Go, sudo, and apache port 80

bvpx picture bvpx · Jun 28, 2014 · Viewed 12.7k times · Source

I am using gorilla/mux package in golang, but there are some problems. The first is I have no permissions to use port 80 on my application becuase I cannot run the application from sudo as the $GOPATH is not set when using sudo.

Here is the error I get from my program:

$ go run app.go 
2014/06/28 00:34:12 Listening...
2014/06/28 00:34:12 ListenAndServe: listen tcp :80: bind: permission denied
exit status 1

I am unsure if it will even work when I fix the sudo problem, because apache is already using port 80 and I am not sure if both my app and apache can "play nice" together.

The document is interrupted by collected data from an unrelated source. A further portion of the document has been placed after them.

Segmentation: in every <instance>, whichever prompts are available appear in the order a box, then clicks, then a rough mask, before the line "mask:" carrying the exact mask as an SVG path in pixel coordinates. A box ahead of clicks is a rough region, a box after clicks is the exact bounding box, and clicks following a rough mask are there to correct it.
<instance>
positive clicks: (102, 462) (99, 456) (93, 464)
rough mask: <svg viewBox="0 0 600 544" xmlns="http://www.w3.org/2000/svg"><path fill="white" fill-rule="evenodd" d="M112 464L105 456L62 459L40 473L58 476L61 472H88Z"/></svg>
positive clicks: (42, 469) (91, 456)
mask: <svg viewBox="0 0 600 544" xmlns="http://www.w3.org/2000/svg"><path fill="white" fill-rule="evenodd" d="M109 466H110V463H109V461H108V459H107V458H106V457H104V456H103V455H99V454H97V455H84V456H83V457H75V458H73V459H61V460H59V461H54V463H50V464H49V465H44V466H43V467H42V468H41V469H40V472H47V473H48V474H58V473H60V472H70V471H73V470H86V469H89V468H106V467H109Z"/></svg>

Any advice on how to solve this would be great. Thank you.

Answer

Rick-777 picture Rick-777 · Jun 28, 2014

Quoting elithar's comment,

You have two options: either turn off Apache (because only one service can bind to a port), or (better!) use Apache's ProxyPass to proxy any incoming requests to a specific Hostname to your Go server running on port (e.g.) 8000. The second method is very popular, robust, and you can use Apache to handle request logging and SSL for you.

Reverse Proxying

Using Apache on port 80 in this way is called a reverse proxy. It receives all incoming connections on port 80 (and/or port 443 for https) and passes them on, usually unencrypted, via internal localhost connections only, to your Go program running on whatever port you choose. 8000 and 8080 are often used. The traffic between Apache and your server is itself HTTP traffic.

Because your Go program does not run as root, it is unable to alter critical functions on the server. Therefore it gives an extra degree of security, should your program ever contain security flaws, because any attacker would gain only limited access.

FastCGI

You can improve the overall performance of the reverse proxying by not using HTTP for the connection from Apache to the Go server. This is done via the FastCGI protocol, originally developed for shell, Perl and PHP scripts, but working well with Go too. To use this, you have to modify your Go server to listen using the fcgi API. Apache FastCGI is also required. The traffic from Apache to your server uses a more compact format (not HTTP) and this puts less load on each end.

The choice of socket type is also open: instead of the usual TCP sockets, it is possible to use Unix sockets, which reduce the processing load even further. I haven't done this in Go myself, but the API supports the necessary bits (see a related question).

Nginx

Whilst all the above describes using Apache, there are other server products that can provide a reverse proxy too. The most notable is Nginx (Nginx reverse proxy example), which will give you small but useful performance and scalability advantages. If you have this option on your servers, it is worth the effort to learn and deploy.